The question is from a book (戴一奇. (1995). 图论与代数结构) about Graph Theory and Algebraic Structure (used as the textbook in our Discrete Math course). It is Problem 13 on Exercise 3.
Note. There is a similar question posted a while before by another (Prove that there is an Euler circuit in graph G), but the question seems to have not very much detailed explanation and still no answers yet. So I decided to rephrase it and post it again.
The definitions are new to me, so let me repeat them to see if they are correct.
We have an undirected connected graph $G$ and we've chosen a particular spanning tree $T$ of $G$. For every edge $e \in E(T)$, there is a corresponding fundamental cut-set: the set of all edges of $G$ between the two components of $T-e$.

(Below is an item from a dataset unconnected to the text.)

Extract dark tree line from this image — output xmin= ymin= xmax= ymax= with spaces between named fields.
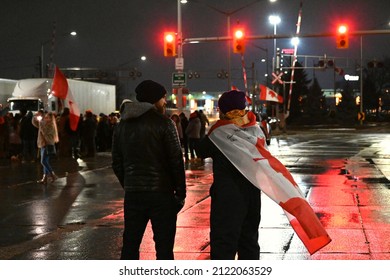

Assuming the rows of the fundamental cut-set matrix give the fundamental cut-sets, the condition we are given is that every fundamental cut-set has an even number of edges.
In a graph with an Eulerian circuit, all cut-sets have an even number of edges: if the Eulerian circuit starts on one side of the cut-set, it must cross an even number of times to return where it started, and these crossings use every edge of the cut-set once. Conversely, if all cut-sets in a graph have an even number of edges, then in particular, all vertex degrees are even: the set of edges out of a vertex is a cut-set! So a connected graph is Eulerian if and only if all cut-sets have an even number of edges.
So it makes sense to try to prove this statement from the weaker statement that all fundamental cut-sets have an even number of edges.
Theorem. Every cut-set is a symmetric difference of fundamental cut-sets.
Proof. Take an arbitrary cut-set $E(X,Y)$ where $X$ and $Y$ partition $V(G)$. We'll show that $E(X,Y)$ is the symmetric difference of all the fundamental cut-sets given by edges in $E(T) \cap E(X,Y)$.
To see this, let $vw$ be any edge of $G$. The fundamental cut-sets containing $vw$ are exactly the ones given by edges on the unique $v-w$ path in $T$. Therefore the symmetric difference we're taking contains $vw$ iff an odd number of edges on this path cross between $X$ and $Y$. This happens iff $v$ and $w$ are on different sides of the cut, which happens iff $vw \in E(X,Y)$. $\qquad\square$
If two sets $A,B$ both have an even number of elements, then their symmetric difference $(A\cup B) - (A \cap B)$ also has an even number of elements, because $$|A \cup B| - |A \cap B| = (|A| + |B| - |A \cap B|) - |A \cap B| = |A|+|B|-2|A\cap B|$$ and all three terms of the final expression are even. By induction, the symmetric difference of any number of even sets is even. So if all fundamental cut-sets are even, then by the argument above, all cut-sets are even, and we are done.